Drove between the trees until they narrowed between my headlights. Shifted into park, left the headlight knob pulled all way out. Opened the door, interior domelight, the tan leather seats, the soft bingbingbingbing, the trees in front and all around not swaying.
            Realized why Chrysler called this car the New Yorker.
            Popped the trunk and parted the fence of trees, turned sideways, scooched, even as thin as I was. Set the suitcases down and slid through the fence before them. Dragged each suitcase through, one by one by one by one by one by one by one by one. Pushed the shovel through the ferns, one headlight throwing shadows at me, the other parting the fence line where I passed through, dulling the edges. 
            Scraped until the ferns were gone.
            Plunged the shovel blade down and down, suitcases standing vigil.
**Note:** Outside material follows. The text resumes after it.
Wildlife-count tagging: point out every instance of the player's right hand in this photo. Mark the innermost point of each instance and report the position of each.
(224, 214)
Dulled shadows, dimmed light. Sweat and dirt and faded bingbingbingbing into nothing, into all quiet and dark and the hole big enough to hold the suitcases, plus the gasoline, plus the battery, plus all of New York.
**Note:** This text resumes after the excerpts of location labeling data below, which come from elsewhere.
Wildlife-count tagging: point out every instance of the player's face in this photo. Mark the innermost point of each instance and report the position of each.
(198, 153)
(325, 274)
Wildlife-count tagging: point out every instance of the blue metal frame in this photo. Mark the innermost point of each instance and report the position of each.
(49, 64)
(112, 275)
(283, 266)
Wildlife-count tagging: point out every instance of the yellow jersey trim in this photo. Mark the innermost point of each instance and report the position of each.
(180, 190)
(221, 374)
            The shovel, the heap of drying dirt and dying fern. The ache of my shoulders, the burning numb of my arms and hands, the heavy weight of my back. Big throb in the soles of my feet, heart pushing all my blood with all its might down there, to hold all of it, just enough room.
            But not me with it. 
            Stopped. Piled the suitcases on top of one another. Blanketed them with heap. Patted it all solid, the chemical pleasure of reversing every muscle, the new ache upon ache, burn upon burn, weight upon weight. Lay down on top. New throb upon old. 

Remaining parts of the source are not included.